Kiwi-Rider avatar Jun 15 '20 22:06 Kiwi-Rider

Hi,

is there anything new in this regard ? I was looking for the same thing and found this quite old thread.

ksapp-dell avatar Apr 29 '21 15:04 ksapp-dell

@ksapp-dell No there is nothing planned at the moment. However, you are welcome to implement this feature:)

FlexW avatar Apr 29 '21 15:04 FlexW

Hi,

Ok. I can imagine how much work this is. Unfortunately I am really bad in programming. I did this very long time ago in the late 80's so I think that I can not help a lot here and take the role of the user (-;

ksapp-dell avatar Apr 29 '21 18:04 ksapp-dell

You could simply decrease the value of OWNCLOUD_MAX_PARALLEL environment variable from 6 (default) to 2, e.g.
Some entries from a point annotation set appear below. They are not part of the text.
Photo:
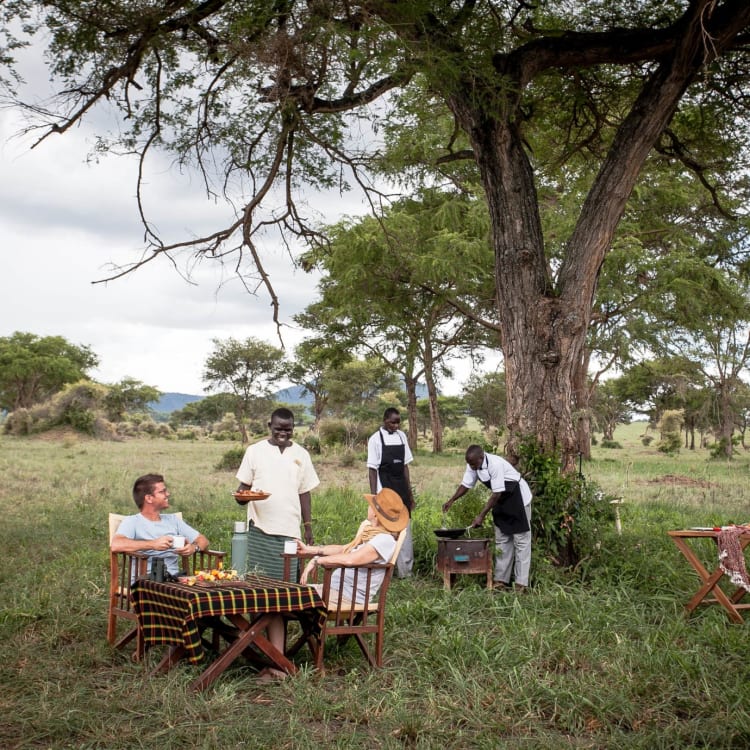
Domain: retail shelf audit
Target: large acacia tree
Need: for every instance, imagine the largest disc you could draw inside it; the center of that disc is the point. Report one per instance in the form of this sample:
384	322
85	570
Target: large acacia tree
279	89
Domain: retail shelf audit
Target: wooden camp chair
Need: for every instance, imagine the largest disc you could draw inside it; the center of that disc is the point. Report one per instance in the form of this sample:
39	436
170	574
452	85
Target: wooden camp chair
125	567
365	622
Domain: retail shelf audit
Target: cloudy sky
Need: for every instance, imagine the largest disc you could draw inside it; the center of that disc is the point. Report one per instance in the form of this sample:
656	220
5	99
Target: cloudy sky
65	221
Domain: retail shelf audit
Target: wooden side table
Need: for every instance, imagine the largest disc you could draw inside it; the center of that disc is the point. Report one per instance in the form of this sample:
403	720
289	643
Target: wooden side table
710	592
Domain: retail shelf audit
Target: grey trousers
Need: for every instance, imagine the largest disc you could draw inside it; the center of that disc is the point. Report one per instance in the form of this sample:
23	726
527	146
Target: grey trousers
405	560
513	553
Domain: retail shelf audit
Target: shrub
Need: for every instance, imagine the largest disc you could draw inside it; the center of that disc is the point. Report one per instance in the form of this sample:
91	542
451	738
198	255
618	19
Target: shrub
232	459
18	422
311	443
188	433
333	432
462	439
610	444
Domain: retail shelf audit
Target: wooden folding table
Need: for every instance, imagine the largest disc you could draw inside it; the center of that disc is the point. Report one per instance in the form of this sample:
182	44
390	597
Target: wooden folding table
172	614
710	592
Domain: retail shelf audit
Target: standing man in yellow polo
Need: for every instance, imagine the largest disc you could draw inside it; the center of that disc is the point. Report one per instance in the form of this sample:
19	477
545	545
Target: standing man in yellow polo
388	459
284	469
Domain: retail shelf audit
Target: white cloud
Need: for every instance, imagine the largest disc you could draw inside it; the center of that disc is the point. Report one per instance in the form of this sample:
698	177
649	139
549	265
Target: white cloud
66	221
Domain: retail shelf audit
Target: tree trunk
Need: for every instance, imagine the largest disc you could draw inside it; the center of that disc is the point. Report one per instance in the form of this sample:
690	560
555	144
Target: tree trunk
410	384
581	401
726	415
544	322
436	424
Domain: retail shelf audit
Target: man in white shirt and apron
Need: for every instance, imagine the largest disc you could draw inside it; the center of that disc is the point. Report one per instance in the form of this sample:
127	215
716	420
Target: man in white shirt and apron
510	503
388	459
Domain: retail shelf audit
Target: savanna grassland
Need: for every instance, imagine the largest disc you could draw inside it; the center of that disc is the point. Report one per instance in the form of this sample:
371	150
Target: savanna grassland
599	658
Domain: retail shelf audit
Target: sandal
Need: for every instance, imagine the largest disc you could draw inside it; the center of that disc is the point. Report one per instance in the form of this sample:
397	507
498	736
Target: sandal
269	674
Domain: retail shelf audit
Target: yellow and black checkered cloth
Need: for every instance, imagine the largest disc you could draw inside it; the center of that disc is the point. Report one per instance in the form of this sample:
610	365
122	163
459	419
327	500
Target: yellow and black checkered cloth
169	612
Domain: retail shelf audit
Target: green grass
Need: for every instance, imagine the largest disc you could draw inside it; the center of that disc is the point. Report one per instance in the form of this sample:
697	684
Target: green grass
604	658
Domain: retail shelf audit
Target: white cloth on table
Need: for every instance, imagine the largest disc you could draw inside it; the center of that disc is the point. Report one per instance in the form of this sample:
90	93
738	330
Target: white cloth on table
285	475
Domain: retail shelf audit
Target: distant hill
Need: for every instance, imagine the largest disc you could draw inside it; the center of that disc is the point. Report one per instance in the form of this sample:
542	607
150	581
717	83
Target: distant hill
295	394
170	402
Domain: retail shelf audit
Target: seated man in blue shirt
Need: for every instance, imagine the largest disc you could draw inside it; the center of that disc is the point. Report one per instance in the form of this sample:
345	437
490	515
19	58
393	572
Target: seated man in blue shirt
152	532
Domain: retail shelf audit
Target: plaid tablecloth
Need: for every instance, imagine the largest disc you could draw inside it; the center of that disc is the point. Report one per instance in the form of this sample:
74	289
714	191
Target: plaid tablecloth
169	613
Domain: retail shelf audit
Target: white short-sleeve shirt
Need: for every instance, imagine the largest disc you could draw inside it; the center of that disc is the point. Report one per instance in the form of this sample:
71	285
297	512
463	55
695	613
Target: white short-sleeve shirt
496	471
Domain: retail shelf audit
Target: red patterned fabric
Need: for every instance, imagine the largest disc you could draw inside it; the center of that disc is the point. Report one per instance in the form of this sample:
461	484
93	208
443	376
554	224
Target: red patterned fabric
169	613
731	556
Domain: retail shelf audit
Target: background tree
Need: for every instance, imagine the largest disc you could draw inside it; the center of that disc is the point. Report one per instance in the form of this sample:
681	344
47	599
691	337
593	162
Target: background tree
33	368
129	396
206	411
315	360
485	398
250	370
386	286
361	389
278	93
609	408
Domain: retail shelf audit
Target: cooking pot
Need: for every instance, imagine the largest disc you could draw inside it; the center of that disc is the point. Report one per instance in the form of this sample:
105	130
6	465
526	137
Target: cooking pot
451	533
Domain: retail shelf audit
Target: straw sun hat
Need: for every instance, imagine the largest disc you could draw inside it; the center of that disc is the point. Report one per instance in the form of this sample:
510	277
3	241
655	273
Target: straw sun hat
390	509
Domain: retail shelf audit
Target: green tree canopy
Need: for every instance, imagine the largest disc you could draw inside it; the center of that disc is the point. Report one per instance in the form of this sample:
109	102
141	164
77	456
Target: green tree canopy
33	368
128	396
294	93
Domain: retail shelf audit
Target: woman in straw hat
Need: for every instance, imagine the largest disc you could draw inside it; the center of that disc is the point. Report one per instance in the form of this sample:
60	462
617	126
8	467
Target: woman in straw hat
375	541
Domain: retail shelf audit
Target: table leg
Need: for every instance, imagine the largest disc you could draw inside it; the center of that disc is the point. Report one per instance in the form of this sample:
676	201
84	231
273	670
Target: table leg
710	583
251	635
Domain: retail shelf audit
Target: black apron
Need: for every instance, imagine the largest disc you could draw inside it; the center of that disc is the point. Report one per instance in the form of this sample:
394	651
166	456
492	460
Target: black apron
508	512
391	470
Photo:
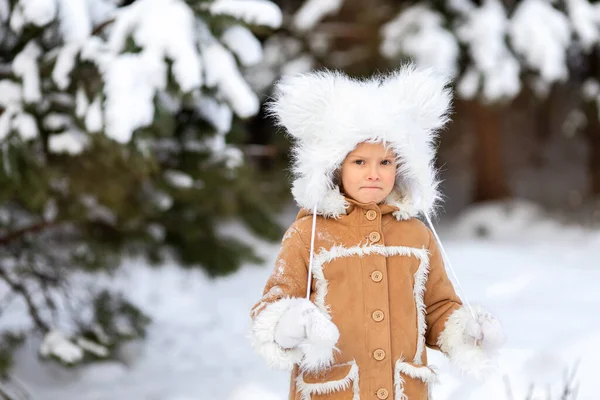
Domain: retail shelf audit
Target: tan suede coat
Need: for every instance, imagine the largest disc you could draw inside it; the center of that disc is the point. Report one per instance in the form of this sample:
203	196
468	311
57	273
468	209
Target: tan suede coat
383	284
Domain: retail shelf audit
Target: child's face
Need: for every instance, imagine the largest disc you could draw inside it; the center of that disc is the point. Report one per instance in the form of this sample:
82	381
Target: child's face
369	173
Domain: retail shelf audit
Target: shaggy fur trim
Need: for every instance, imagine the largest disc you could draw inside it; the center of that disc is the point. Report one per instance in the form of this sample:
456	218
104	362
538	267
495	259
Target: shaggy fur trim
419	291
326	256
328	114
263	336
468	357
308	389
422	372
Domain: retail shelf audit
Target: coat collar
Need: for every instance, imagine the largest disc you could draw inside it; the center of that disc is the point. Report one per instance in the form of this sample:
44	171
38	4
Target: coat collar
393	204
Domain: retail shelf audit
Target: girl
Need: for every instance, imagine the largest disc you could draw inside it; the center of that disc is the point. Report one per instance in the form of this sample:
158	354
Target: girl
359	287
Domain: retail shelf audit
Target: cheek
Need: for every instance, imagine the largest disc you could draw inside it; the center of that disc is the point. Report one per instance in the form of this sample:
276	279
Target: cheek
390	178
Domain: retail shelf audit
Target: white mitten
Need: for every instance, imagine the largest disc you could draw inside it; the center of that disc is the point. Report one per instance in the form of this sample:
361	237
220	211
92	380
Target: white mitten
485	331
291	328
304	326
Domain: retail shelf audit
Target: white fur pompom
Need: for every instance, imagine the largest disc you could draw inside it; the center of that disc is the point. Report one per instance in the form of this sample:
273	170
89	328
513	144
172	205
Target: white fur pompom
471	344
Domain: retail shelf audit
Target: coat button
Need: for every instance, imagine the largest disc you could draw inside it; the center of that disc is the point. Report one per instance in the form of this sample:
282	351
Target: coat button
371	215
382	394
374	236
379	354
377	315
376	276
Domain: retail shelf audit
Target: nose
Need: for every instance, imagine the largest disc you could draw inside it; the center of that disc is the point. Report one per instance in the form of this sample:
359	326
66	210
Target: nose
373	173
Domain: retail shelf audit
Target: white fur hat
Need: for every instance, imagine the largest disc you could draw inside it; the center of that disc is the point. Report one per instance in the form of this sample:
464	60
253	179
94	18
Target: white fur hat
329	114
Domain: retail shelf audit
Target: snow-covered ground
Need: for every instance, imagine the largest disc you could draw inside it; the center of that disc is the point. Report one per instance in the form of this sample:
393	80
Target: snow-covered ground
538	276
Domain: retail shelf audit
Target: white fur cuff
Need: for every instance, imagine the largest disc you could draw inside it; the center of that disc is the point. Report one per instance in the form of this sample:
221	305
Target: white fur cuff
314	353
467	356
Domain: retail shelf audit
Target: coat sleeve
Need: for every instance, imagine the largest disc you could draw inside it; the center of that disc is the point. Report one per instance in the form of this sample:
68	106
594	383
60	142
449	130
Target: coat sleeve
287	282
440	298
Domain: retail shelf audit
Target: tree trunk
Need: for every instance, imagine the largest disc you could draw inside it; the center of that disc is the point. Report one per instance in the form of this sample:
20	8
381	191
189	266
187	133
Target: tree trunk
490	176
592	133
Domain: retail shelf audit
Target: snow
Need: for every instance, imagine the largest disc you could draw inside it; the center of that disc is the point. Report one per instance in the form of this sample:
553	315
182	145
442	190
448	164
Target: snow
243	44
4	10
68	142
253	12
218	114
81	102
541	35
483	30
56	344
93	117
75	22
313	11
11	94
64	65
585	20
537	275
25	124
418	32
25	66
92	347
38	12
131	83
179	179
222	72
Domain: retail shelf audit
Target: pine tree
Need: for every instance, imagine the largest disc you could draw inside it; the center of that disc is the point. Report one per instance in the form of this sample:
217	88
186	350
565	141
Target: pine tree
120	135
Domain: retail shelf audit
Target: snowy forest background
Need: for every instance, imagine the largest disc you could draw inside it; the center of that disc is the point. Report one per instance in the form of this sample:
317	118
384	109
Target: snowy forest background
143	192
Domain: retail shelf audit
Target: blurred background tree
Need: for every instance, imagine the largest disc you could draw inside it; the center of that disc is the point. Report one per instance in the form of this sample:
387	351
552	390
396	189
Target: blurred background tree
121	134
137	128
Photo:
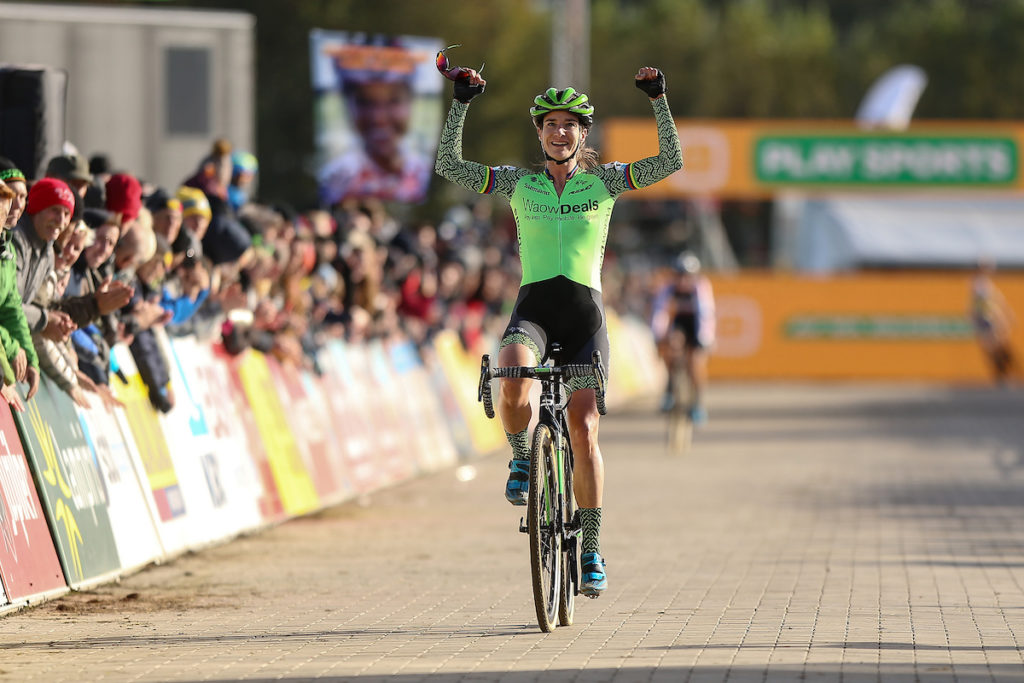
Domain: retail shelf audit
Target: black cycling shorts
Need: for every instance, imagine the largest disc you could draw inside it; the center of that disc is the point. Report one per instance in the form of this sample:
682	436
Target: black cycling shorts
559	310
687	324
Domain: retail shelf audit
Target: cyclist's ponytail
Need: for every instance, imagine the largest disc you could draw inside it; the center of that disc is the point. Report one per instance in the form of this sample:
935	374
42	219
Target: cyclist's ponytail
588	158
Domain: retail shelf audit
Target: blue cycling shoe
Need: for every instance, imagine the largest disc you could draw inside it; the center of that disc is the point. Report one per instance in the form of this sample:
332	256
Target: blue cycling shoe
594	581
517	487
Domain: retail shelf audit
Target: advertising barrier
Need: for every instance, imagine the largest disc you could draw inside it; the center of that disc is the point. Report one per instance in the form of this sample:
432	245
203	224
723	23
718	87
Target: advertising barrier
199	461
227	399
207	382
89	494
313	435
298	496
434	447
70	485
161	479
29	564
132	515
353	415
893	326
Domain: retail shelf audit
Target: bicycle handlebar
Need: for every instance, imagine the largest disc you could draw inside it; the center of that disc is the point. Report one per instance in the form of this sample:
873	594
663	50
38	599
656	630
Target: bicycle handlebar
540	372
595	370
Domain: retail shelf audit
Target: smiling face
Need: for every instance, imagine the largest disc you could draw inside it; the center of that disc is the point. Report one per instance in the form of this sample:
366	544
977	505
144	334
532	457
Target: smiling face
107	239
561	134
20	197
382	113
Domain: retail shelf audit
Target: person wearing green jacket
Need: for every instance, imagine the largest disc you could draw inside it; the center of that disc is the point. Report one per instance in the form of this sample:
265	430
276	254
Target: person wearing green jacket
8	286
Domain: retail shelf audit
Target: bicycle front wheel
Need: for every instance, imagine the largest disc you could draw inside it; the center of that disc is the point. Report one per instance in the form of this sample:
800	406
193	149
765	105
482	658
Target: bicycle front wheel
570	543
545	532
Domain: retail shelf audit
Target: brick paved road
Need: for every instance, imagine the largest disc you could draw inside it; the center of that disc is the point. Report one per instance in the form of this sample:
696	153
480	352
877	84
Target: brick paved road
815	532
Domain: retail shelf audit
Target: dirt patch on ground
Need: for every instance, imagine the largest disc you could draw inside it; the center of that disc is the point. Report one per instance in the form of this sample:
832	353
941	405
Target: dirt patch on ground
121	600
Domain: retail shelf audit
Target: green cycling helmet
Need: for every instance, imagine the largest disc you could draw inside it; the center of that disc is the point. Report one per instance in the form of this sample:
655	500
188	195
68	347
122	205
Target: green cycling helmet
563	100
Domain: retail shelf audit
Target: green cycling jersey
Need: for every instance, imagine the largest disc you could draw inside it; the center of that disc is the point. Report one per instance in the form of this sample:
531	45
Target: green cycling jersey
560	235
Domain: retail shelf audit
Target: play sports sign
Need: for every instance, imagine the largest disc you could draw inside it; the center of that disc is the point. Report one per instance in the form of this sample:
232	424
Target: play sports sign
756	159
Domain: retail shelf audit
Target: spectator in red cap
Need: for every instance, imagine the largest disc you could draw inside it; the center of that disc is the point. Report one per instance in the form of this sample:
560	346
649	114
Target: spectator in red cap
48	211
124	196
12	326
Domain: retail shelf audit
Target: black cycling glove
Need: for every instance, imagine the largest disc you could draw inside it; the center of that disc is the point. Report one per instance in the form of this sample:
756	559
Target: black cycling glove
465	91
653	87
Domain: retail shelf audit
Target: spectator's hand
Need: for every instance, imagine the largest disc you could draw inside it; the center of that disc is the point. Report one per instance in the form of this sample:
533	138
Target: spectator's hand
123	335
78	396
113	295
86	382
233	297
148	313
107	395
10	394
19	365
58	326
32	377
195	280
651	81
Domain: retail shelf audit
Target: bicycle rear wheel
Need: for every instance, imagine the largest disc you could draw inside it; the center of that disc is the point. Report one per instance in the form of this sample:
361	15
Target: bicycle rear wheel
545	541
570	548
680	425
bgeneto avatar Oct 22 '21 01:10 bgeneto

You could simply decrease the value of OWNCLOUD_MAX_PARALLEL environment variable from 6 (default) to 2, e.g.

That does not work to limit the max parallel upload from a web client

dvaerum avatar May 30 '24 08:05 dvaerum

Still relevant I use my nextcloud to synchronise roms or videofiles, sometimes these files are up to 20gb-50gb each which is really annoying if there are multiple files synced at the same time, especially on slower devices/sdcards

CoSciBlog avatar Jun 21 '24 22:06 CoSciBlog

how to decrease..?

colaH16 avatar Jan 10 '25 10:01 colaH16

@bgeneto on the server or the client?